Core Concepts
Deep neural networks can be effectively represented and analyzed as complex networks, providing insights into their internal dynamics and decision-making processes beyond the traditional input-output relationship.
Abstract
This paper proposes a unified framework for representing and analyzing deep neural networks (DNNs) through the lens of Complex Network Theory (CNT). The authors introduce and formalize a set of CNT metrics that can be applied to various DNN architectures, including Fully Connected (FC), Convolutional Neural Networks (CNNs), Recurrent Neural Networks (RNNs), and AutoEncoders (AEs).
The key contributions are:
Extension of existing CNT metrics to account for the effect of input data, moving beyond a purely topological analysis. The new metrics include Neurons Strength and Neurons Activation, which capture the influence of the input distribution on the network's internal dynamics.
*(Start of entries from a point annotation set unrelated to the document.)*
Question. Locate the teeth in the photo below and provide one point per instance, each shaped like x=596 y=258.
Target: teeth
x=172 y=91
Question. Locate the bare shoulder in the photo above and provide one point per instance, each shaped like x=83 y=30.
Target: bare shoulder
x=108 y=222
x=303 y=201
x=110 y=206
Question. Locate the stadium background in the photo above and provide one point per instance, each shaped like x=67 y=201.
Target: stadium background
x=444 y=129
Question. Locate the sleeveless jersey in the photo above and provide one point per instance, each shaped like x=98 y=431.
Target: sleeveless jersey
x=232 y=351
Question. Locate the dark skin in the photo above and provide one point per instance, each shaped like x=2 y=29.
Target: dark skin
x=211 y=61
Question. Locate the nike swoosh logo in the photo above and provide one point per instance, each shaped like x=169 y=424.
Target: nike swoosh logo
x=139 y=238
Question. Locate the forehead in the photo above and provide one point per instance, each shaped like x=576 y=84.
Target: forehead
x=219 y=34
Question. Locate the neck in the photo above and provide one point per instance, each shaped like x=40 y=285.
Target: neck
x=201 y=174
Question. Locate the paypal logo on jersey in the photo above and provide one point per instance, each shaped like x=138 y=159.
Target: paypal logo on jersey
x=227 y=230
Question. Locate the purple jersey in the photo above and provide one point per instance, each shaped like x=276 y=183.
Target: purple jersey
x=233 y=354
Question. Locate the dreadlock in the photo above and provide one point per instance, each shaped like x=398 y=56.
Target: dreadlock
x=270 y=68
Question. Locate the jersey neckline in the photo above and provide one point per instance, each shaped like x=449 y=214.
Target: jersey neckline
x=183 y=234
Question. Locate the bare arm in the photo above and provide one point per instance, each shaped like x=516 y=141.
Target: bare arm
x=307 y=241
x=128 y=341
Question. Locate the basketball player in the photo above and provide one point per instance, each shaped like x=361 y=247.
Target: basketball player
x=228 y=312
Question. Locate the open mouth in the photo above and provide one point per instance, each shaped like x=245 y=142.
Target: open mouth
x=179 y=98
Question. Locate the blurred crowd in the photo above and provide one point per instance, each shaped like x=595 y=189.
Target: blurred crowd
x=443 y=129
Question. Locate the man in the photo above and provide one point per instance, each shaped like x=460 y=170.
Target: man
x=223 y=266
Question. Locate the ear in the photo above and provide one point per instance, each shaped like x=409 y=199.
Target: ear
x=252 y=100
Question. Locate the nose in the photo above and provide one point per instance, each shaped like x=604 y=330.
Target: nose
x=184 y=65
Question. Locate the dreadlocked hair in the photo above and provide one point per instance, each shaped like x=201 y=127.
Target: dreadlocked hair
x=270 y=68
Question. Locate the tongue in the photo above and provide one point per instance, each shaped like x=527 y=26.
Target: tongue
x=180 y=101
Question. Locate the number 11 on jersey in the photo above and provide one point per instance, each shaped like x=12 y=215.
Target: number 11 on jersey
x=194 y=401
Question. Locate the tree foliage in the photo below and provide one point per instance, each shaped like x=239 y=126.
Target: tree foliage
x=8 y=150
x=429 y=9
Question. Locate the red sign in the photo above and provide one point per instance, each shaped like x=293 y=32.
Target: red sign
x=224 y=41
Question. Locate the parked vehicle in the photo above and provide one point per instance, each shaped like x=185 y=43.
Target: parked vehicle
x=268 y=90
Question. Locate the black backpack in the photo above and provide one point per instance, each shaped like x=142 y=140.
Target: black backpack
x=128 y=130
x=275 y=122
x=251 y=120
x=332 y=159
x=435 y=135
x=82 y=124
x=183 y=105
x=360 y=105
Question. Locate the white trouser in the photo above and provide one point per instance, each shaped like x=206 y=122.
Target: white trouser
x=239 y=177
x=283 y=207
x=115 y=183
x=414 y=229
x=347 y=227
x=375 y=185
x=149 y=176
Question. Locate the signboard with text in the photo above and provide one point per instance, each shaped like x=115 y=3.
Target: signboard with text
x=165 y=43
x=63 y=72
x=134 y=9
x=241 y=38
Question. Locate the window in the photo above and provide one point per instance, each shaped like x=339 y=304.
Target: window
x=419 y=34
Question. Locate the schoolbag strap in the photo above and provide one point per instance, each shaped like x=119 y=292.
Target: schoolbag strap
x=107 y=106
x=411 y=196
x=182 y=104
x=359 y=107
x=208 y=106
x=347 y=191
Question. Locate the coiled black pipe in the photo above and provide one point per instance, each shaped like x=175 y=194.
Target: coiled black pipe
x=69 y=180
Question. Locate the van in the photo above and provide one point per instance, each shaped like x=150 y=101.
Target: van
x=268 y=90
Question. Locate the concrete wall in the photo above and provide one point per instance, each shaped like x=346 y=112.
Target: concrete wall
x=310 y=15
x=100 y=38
Adaptation of the CNT metrics to handle the unique characteristics of CNNs and RNNs, which leverage architectural inductive biases like local connectivity and sequential processing.
Extensive experiments on MNIST and CIFAR10 datasets, analyzing the patterns and trends observed in the CNT metrics across different architectures, activation functions, and network depths.
The results reveal distinct dynamics and training patterns for the various DNN architectures. For example, CNNs exhibit localized learning through multimodal Nodes and Neurons Strength, while AEs in deeper models suggest learning dynamics that diverge from shallow architectures. The authors also find that non-linear activations lead to asymmetric distributions, enabling complex pattern learning. Overall, the proposed framework provides a method rooted in physics for interpreting DNNs, offering insights beyond the traditional input-output relationship and the topological CNT analysis.
Stats
The authors report the following key statistics:
For Fully Connected networks, there is an abundance of negative or close to zero weights, indicating an over-parametrized network.
Convolutional Neural Networks exhibit multimodal Nodes and Neurons Strength, suggesting localized learning of patterns like edge detection.
Recurrent Neural Networks show a pronounced Kurtosis in the Neurons Strength distribution, and their Neurons Activation is distributed not just at the extremes of the sigmoid function, but also significantly in the middle.
Deeper AutoEncoder architectures do not seem to leverage the same "building blocks" as shallow models, suggesting that data compression is a dynamic process heavily influenced by the number of layers.
Quotes
"CNNs' Neurons Activation centres around zero, with low variance compared to other architectures. Conversely, non-linear activations skew the distribution of the metrics toward zero. Both ReLU- and sigmoid-activated networks leverage negatively activated neurons to discriminate between different classes."
"Unlike FCs and RNNs, CNNs with non-linear activations learn discriminative patterns for classification, mostly in negative regions of the activation function."